Aktif di Organisasi Kepemudaan

Selanjutnya

Tutup

Sosbud

Risalah Poligami Salah Kaprah Interpretasi Ayat

20 Agustus 2021   14:59 Diperbarui: 20 Agustus 2021   15:05 279
+
Laporkan Konten
Laporkan Akun
Kompasiana adalah platform blog. Konten ini menjadi tanggung jawab bloger dan tidak mewakili pandangan redaksi Kompas.

Di masa sebelum Masehi, kaum lelaki memandang bahwa perempuan itu tak ubahnya sebagai barang dagangan bahkan bisa diwariskan.

Pada masa Romawi kuno kaum wanita sudah terbiasa diwariskan sang ayah kepada anaknya. Jika sang anak itu suka maka bisa saja dia mengawini ibunya.
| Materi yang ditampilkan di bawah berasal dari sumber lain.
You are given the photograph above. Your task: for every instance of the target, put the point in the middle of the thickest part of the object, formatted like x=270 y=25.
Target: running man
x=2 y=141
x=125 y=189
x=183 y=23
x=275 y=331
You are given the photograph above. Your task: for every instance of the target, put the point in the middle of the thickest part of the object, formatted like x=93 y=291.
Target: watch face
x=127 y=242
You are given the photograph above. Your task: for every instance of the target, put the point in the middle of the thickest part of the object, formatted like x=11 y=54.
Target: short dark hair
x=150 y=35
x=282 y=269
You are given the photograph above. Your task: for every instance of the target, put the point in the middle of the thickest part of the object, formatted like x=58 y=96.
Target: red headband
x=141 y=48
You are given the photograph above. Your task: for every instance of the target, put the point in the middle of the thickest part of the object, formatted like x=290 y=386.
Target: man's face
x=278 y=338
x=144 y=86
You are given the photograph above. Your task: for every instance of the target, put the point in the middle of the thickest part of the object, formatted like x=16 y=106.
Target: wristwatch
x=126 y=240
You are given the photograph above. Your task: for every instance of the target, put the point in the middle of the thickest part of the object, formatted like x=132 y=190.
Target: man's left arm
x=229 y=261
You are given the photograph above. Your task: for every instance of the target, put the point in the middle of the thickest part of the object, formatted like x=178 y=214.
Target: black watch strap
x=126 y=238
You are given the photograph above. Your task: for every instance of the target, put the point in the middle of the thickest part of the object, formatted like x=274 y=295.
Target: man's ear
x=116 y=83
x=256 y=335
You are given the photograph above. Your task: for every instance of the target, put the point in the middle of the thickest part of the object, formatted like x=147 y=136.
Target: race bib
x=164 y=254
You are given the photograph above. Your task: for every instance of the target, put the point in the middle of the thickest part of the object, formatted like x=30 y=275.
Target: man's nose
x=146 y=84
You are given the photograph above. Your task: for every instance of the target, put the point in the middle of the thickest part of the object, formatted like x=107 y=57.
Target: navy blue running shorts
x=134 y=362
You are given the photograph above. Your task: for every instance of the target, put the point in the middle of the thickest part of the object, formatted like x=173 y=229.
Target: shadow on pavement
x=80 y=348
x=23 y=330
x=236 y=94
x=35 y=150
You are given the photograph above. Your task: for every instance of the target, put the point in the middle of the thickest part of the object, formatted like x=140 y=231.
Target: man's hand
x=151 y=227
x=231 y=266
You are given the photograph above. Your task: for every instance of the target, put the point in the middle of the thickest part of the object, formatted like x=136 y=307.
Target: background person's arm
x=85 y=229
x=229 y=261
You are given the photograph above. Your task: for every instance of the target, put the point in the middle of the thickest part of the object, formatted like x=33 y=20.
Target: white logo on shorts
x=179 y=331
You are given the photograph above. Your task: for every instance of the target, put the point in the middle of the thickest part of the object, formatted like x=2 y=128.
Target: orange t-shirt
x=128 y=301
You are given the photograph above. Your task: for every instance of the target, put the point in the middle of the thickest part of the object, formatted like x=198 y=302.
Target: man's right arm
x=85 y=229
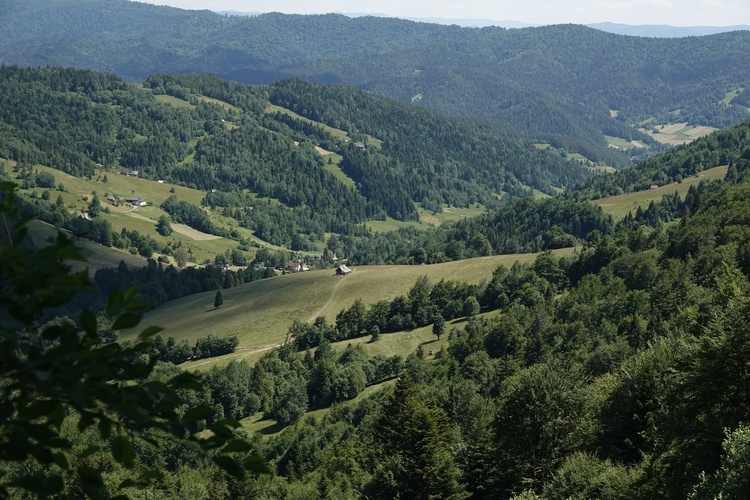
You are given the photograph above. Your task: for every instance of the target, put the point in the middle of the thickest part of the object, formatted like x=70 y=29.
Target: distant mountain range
x=645 y=30
x=569 y=86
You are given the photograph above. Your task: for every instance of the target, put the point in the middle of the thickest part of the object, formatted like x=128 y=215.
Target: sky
x=539 y=12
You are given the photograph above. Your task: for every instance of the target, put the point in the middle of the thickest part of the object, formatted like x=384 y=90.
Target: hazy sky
x=673 y=12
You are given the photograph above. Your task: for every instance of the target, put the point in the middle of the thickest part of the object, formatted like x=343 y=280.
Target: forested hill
x=381 y=158
x=554 y=81
x=725 y=147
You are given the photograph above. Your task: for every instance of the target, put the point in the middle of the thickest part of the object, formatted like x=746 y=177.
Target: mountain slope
x=262 y=168
x=560 y=80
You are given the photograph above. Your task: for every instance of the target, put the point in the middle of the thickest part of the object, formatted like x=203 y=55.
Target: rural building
x=136 y=202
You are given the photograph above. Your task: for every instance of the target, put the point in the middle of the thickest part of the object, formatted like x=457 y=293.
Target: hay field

Selain itu juga wanita dianggap sebagai kaum yang hina dan lemah karena tidak bisa berperang dan terkesan menjadi beban saja.

Namun jika yang lahir itu seorang anak lelaki, maka akan menjadi kebanggaan keluarganya dan dianggap bisa mengangkat derajat keluarganya. Bahkan waktu itu memadu wanita adalah hal yang sangat biasa sekali.

Seorang pria bisa memiliki istri lebih dari satu bahkan 10 istri atau lebih pun menjadi hal yang lumrah. Tak hanya itu saudara kandung kakak beradik pun menjadi hal yang biasa saja ketika dimadu (poligami).

Karena pandangan orang pada waktu itu perempuan tak lebih hanya sebagai pemuas nafsu saja dan seperti barang yang bisa ditukarkan serta diperjual belikan. Tak berbeda jauh apa yang terjadi di Jazirah Arab pun demikian.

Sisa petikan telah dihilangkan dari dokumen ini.